Glasgow Zine Library (GZL) has observed this phenomenon in their collection, noting that both mediums share a similarly low barrier to entry: “Zines, like social media, are an accessible medium to create with: they don't necessarily require any budget or much know-how to get started, so there's natural crossover.” Translating online content to physical print also provides an avenue for the preservation of creative work outside of the privately owned platforms they originated on, granting creatives more control over their digital content. The GZL team enjoys seeing online content made into zines, turning it “into something that can't be deleted or taken down without the input of the creator, [which] can help preserve art from the whims of platforms that frequently censor, suppress and erase content.”
Indeed, while the early days of social media were marked with enthusiasm at the unprecedented opportunity to share creative work with thousands in one click, the early 2020s have made it clear that the tech companies behind our favourite platforms ultimately control the content we engage with – whether we create it or pay to access it. With social media platforms abruptly shutting down and losing user data, and media companies deleting entire cinematic works from their catalogues, social media users have turned to physical media over the past year to resist corporate interests taking over the culture they love, of which digital content is a part. However, even amidst the ChatGPT takeover of Instagram captions, social media is still home to some genuinely funny, insightful and creative content. Whereas movies, music and books all have pre-existing physical formats, zines could be a way to make digital work into a physical media.

Image: Matthew Williams.
For some creators, zine-making also came before digital content. Writer Sihaam, who turned her latest Substack post into a zine, previously ran seven issues of the zine Stupid Girl. “The DIY ethos of a zine is singular,” she explains to me. “[It] feels instantly bespoke to you as an individual.” Zine-making thus provides creative constraints that do not exist online. As GZL tells me: “A zine has very specific limits and has to be taken as a standalone piece of work, it’s refreshing for content to have boundaries in that way.” These constraints, in turn, may encourage creative play and experimentation, something that is difficult to do when social media algorithms favour trendy content, and it could help us engage more critically with the content we create and consume.
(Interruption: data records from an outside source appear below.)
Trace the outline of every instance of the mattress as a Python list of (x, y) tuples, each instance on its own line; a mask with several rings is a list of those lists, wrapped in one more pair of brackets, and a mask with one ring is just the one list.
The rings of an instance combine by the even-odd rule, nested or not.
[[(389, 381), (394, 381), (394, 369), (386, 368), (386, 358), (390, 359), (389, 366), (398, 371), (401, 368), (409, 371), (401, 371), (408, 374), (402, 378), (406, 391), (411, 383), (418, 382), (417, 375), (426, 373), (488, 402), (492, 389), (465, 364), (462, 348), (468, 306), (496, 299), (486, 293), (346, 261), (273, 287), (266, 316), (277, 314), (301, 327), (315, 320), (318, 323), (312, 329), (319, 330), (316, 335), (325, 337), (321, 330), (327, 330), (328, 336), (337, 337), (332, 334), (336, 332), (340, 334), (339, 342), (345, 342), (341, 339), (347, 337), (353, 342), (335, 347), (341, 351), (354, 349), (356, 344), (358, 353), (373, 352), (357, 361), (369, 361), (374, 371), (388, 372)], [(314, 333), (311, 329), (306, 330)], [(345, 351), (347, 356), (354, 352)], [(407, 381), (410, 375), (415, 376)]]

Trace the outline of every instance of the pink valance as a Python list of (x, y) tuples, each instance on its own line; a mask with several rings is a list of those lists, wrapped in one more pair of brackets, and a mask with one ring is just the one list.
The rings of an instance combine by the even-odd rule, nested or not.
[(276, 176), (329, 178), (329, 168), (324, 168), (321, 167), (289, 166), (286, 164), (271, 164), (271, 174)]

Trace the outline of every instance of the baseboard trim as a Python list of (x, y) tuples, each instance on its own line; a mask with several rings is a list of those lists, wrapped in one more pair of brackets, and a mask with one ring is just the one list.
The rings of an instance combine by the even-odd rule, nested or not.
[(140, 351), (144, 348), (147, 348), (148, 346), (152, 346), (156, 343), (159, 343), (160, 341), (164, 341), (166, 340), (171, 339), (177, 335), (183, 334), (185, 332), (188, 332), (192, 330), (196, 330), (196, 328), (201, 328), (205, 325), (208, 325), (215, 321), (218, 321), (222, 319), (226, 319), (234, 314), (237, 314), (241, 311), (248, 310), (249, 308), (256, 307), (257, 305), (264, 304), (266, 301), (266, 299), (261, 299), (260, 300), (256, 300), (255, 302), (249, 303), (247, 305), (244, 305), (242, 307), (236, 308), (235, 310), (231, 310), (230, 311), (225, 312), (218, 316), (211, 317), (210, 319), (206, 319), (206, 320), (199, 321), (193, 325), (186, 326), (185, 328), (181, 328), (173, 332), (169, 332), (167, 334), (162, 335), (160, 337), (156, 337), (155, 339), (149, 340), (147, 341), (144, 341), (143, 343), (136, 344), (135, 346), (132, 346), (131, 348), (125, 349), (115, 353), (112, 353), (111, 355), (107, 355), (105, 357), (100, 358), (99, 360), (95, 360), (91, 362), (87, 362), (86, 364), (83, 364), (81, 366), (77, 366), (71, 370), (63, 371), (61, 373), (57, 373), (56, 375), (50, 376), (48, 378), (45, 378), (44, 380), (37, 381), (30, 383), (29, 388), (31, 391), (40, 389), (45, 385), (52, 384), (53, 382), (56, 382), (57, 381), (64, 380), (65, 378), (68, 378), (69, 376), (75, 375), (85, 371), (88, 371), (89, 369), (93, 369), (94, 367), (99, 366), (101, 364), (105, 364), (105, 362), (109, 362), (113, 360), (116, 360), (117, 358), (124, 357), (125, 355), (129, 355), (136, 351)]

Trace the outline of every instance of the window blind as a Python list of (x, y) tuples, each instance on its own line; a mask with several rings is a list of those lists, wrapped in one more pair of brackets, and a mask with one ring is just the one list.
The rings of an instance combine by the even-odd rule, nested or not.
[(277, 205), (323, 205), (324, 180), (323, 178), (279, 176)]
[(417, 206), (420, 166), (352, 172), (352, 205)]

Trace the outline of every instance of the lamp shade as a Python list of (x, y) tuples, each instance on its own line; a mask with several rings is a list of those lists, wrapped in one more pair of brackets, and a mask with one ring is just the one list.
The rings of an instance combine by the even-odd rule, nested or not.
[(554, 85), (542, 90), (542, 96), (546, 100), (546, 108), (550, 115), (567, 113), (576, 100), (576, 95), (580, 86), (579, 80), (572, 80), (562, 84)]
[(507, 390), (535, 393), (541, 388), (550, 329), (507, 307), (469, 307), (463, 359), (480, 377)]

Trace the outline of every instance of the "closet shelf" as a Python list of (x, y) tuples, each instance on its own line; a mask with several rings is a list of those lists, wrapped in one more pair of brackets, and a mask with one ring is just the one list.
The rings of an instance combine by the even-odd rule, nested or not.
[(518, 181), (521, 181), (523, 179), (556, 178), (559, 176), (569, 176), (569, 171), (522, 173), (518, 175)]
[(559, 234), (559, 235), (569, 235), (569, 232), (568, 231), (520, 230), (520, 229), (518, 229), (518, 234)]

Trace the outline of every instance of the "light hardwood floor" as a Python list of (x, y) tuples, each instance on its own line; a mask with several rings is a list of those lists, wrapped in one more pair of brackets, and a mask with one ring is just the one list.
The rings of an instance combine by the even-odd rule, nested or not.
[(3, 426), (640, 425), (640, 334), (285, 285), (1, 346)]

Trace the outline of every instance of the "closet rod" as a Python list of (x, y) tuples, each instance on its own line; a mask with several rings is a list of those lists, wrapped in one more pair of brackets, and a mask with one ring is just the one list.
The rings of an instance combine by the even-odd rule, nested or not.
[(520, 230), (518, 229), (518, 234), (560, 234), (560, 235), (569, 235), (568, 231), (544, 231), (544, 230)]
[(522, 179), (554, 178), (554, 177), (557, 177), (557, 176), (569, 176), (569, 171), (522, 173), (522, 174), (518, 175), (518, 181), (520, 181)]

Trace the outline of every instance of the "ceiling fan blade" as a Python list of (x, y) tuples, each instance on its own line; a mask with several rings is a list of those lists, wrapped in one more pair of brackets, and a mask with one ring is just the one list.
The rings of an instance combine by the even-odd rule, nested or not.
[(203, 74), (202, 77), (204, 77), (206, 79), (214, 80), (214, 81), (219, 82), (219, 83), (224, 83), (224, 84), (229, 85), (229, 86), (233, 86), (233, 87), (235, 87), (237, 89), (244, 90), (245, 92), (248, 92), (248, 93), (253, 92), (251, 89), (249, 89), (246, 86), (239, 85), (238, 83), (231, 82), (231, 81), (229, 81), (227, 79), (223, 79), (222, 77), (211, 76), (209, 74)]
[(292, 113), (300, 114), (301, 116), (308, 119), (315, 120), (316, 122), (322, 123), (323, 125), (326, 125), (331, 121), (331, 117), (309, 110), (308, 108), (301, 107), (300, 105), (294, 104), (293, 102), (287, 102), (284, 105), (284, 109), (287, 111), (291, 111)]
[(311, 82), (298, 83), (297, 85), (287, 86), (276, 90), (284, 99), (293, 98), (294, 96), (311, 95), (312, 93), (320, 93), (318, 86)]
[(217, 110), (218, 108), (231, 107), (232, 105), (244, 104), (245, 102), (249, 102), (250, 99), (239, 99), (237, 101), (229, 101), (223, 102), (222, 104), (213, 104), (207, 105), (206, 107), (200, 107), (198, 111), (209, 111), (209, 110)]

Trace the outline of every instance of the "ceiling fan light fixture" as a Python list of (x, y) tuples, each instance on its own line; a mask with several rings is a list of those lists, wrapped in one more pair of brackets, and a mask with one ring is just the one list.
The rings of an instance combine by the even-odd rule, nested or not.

But what happens to a zine once it is posted back to the grid? How can we navigate the need to connect with each other and share meaningful work, and the corporate interests of private platforms that profit off of our creative labour, and often suppress and censor us? “On one hand, depending on the message and intent of the zine, sharing it more widely can be a useful way to spread critical or timely information,” Abby Schleifer – zine librarian at New York’s Pace University – tells me. “On the other hand, we do not live in a vacuum. [It’s] a constant battle of wits against yourself as you weigh the utility of such platforms against their faults.” While sharing your zine on Instagram doesn’t necessarily take away from its inherent meaning, many social media users must wrestle with the tension between the corporate interests of platforms and their necessity for us to find community in the digital age.
Simply turning our social media content into a zine won’t silence the consumerist impulses that have been drilled into our psyche from decades of capitalist expansion. To make our move to physical media a true resistance to the ever expanding spiral of content consumption, we need to divest from the attention economy, and remember that our creativity can exist without being immediately harvested for content. This might look like experimenting with ways to preserve and celebrate the best of our social media feeds through zines, but we can also harness the potential offered by physical media to tend to non-digital networks of creativity. So, post your zines online, send them to a library, swap them with a friend, join a fair, attend a workshop. Preserve online culture and nurture both online and offline life, so when Big Tech finally crumbles, we still have a trace of the creativity we brought to it and the community we found there.